1 cup green cabbage, shredded 

1/2 cup cherry tomatoes 

2 bacon slices, cooked and chopped 

2 hard boiled eggs, peeled and halved 

1/2 avocado, peeled and cut into wedges 

2 tablespoons fresh scallions, chopped 



Preheat oven to 350°F and line a large baking sheet with aluminum foil. Place shrimp in a medium bowl and season with olive oil, paprika, and salt; toss to coat. Place the seasoned shrimp on half of the prepared baking sheet. Place naan on the other half of the baking sheet and brush with olive oil.
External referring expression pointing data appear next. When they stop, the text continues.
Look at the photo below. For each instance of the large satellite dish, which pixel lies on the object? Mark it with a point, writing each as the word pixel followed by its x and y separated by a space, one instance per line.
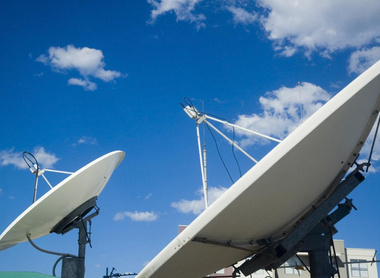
pixel 58 208
pixel 271 198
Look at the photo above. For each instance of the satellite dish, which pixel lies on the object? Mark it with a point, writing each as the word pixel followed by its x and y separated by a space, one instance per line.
pixel 265 204
pixel 55 211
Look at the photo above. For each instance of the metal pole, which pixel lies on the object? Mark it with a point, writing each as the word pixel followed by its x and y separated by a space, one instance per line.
pixel 230 141
pixel 202 168
pixel 242 128
pixel 205 177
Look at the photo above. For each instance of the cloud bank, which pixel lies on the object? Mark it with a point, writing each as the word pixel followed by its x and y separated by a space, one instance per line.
pixel 324 27
pixel 198 205
pixel 88 62
pixel 143 216
pixel 282 111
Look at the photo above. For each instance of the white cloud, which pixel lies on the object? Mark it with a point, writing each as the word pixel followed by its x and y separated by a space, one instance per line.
pixel 10 157
pixel 283 111
pixel 86 84
pixel 145 216
pixel 324 26
pixel 242 16
pixel 87 61
pixel 198 205
pixel 86 140
pixel 183 9
pixel 362 59
pixel 309 26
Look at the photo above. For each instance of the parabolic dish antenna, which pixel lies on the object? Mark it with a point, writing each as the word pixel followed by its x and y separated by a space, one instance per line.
pixel 274 195
pixel 54 210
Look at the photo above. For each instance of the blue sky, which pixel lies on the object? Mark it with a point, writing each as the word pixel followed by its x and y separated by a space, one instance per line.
pixel 82 78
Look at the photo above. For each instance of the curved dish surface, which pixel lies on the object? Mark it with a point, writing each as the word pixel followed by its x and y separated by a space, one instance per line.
pixel 272 196
pixel 86 183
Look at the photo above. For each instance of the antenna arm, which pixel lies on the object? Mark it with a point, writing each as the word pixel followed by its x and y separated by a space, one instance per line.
pixel 230 141
pixel 242 128
pixel 46 251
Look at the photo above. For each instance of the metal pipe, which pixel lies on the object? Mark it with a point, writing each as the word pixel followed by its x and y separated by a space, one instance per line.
pixel 245 129
pixel 230 141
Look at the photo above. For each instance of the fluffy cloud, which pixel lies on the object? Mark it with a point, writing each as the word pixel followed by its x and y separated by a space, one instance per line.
pixel 183 9
pixel 86 140
pixel 283 111
pixel 308 26
pixel 198 205
pixel 87 61
pixel 362 59
pixel 145 216
pixel 324 26
pixel 242 16
pixel 10 157
pixel 86 84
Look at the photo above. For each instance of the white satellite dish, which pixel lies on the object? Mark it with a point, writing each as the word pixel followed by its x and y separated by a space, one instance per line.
pixel 279 190
pixel 55 210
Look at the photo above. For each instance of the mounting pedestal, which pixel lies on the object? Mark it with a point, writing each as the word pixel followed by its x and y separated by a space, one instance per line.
pixel 74 267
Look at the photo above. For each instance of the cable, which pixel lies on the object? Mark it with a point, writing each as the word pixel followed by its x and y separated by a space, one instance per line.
pixel 55 265
pixel 25 156
pixel 373 144
pixel 233 150
pixel 220 156
pixel 335 256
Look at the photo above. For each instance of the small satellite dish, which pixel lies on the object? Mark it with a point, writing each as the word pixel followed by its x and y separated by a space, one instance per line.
pixel 266 203
pixel 55 211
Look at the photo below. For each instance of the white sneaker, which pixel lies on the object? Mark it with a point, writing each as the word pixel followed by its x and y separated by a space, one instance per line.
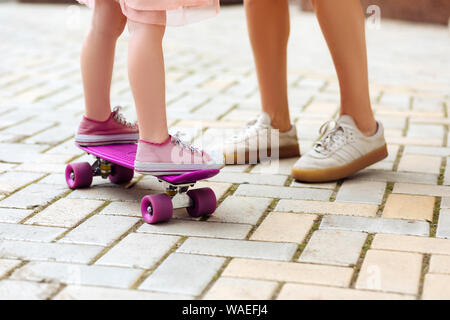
pixel 342 151
pixel 260 141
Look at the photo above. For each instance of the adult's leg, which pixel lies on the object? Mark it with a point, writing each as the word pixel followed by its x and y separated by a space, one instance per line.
pixel 342 23
pixel 147 80
pixel 268 27
pixel 97 57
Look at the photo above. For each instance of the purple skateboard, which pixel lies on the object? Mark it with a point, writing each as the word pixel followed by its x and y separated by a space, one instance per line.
pixel 116 162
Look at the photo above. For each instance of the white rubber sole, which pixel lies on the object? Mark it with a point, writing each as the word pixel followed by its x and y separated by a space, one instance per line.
pixel 172 168
pixel 91 140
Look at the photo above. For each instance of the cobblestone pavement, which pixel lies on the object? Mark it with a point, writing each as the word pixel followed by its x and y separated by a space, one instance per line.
pixel 382 234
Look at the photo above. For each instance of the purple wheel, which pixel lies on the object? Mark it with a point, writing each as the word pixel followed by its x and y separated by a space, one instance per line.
pixel 120 174
pixel 156 208
pixel 204 202
pixel 79 175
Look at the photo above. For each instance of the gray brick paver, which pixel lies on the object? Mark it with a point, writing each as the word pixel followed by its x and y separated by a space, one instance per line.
pixel 183 274
pixel 239 248
pixel 41 104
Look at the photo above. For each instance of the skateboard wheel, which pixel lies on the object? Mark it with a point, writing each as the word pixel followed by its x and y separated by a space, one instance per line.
pixel 79 175
pixel 156 208
pixel 120 174
pixel 204 202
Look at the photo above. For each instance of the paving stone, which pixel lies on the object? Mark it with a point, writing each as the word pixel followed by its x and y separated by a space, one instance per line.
pixel 33 196
pixel 321 207
pixel 409 207
pixel 65 212
pixel 16 152
pixel 4 167
pixel 284 227
pixel 183 274
pixel 420 163
pixel 77 274
pixel 100 230
pixel 288 271
pixel 54 178
pixel 436 287
pixel 428 151
pixel 283 192
pixel 10 231
pixel 109 193
pixel 443 229
pixel 325 185
pixel 199 229
pixel 239 209
pixel 234 177
pixel 293 291
pixel 405 177
pixel 13 215
pixel 51 136
pixel 48 251
pixel 67 147
pixel 414 141
pixel 416 130
pixel 422 189
pixel 13 180
pixel 73 292
pixel 282 166
pixel 375 225
pixel 138 250
pixel 42 167
pixel 25 290
pixel 445 202
pixel 334 247
pixel 411 244
pixel 241 289
pixel 390 272
pixel 439 264
pixel 7 265
pixel 371 192
pixel 239 248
Evenly sprinkle the naan with garlic and cheese and place in the oven. Bake for 12-15 minutes or until the shrimp are cooked, and the naan is golden brown and slightly crisp. While the shrimp and naan are baking, place sour cream, balsamic, fruit vinegar, olive oil, chimichurri, garlic, and smoked paprika in a medium bowl, whisk until blended, and season the dressing to taste with salt and pepper. Divide naan between plates and top with arugula, red cabbage, green cabbage, cherry tomatoes, bacon, eggs, avocado, scallions, and shrimp. Drizzle with salad dressing or serve salad dressing on the side.